Earlier this year, Parity Technologies seemingly lost about $150 million worth of Ethereum when a user of its wallet accidentally deleted a code library that made Parity’s wallets work. At least 1 million in ETH became frozen — and about $90 million of those were actually from Parity co-founder and Ethereum core developer Gavin Wood’s token sale for its Pokadot blockchain technology. The money may not be lost forever, though.
Today at TechCrunch Disrupt Berlin, Woods and Parity CEO and co-founder Jutta Steiner retraced their story of what happened. “A library that governs the logic of the wallets that people use had a bug, which was due to a delicate refactoring at the time when the tools weren’t yet that developed,” Steiner said, arguing it’s a symptom of the technology still being young at the time. “We hadn’t figured out how to deal with bugs.”
As TechCrunch editor-at-large Mike Butcher noted, though, the bug that caused this freeze was actually known and had been reported long before it caused this issue. Steiner didn’t disagree, but noted that this issue wasn’t reported as a critical security flaw at the time. “It sounded like a nice-to-have update,” she said.

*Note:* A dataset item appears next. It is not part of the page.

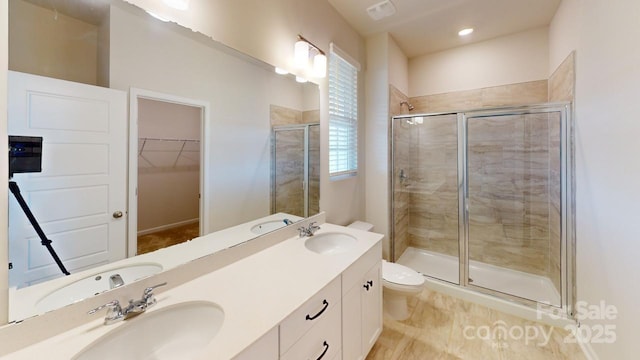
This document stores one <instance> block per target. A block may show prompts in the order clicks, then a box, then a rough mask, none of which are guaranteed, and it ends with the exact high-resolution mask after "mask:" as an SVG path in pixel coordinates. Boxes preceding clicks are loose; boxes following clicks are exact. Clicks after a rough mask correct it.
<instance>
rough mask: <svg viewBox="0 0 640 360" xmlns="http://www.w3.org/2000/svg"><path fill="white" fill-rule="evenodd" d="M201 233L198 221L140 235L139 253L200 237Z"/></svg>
mask: <svg viewBox="0 0 640 360" xmlns="http://www.w3.org/2000/svg"><path fill="white" fill-rule="evenodd" d="M199 233H200V223H197V222H196V223H193V224H188V225H183V226H178V227H175V228H171V229H167V230H162V231H157V232H154V233H151V234H147V235H141V236H138V255H140V254H144V253H148V252H152V251H156V250H158V249H162V248H165V247H167V246H171V245H175V244H179V243H181V242H185V241H187V240H191V239H193V238H195V237H198V236H199V235H198V234H199Z"/></svg>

Steiner, however, said that she is confident that a fix for this issue, which could unfreeze the money, may happen when the next scheduled update goes live in the next four to six months.
How upset is Woods about this? It doesn’t seem like he’s too fazed by it. “It’s a long-term savings account for us right now,” he quipped. But while the two might have sounded nonchalant on stage about the issue, it’s clearly a sensitive subject for both Parity and Polkadot.
It’s still extremely early days for these technologies, and as Butcher noted, we’re in the ‘moon-landing’ phase of this brand new industry.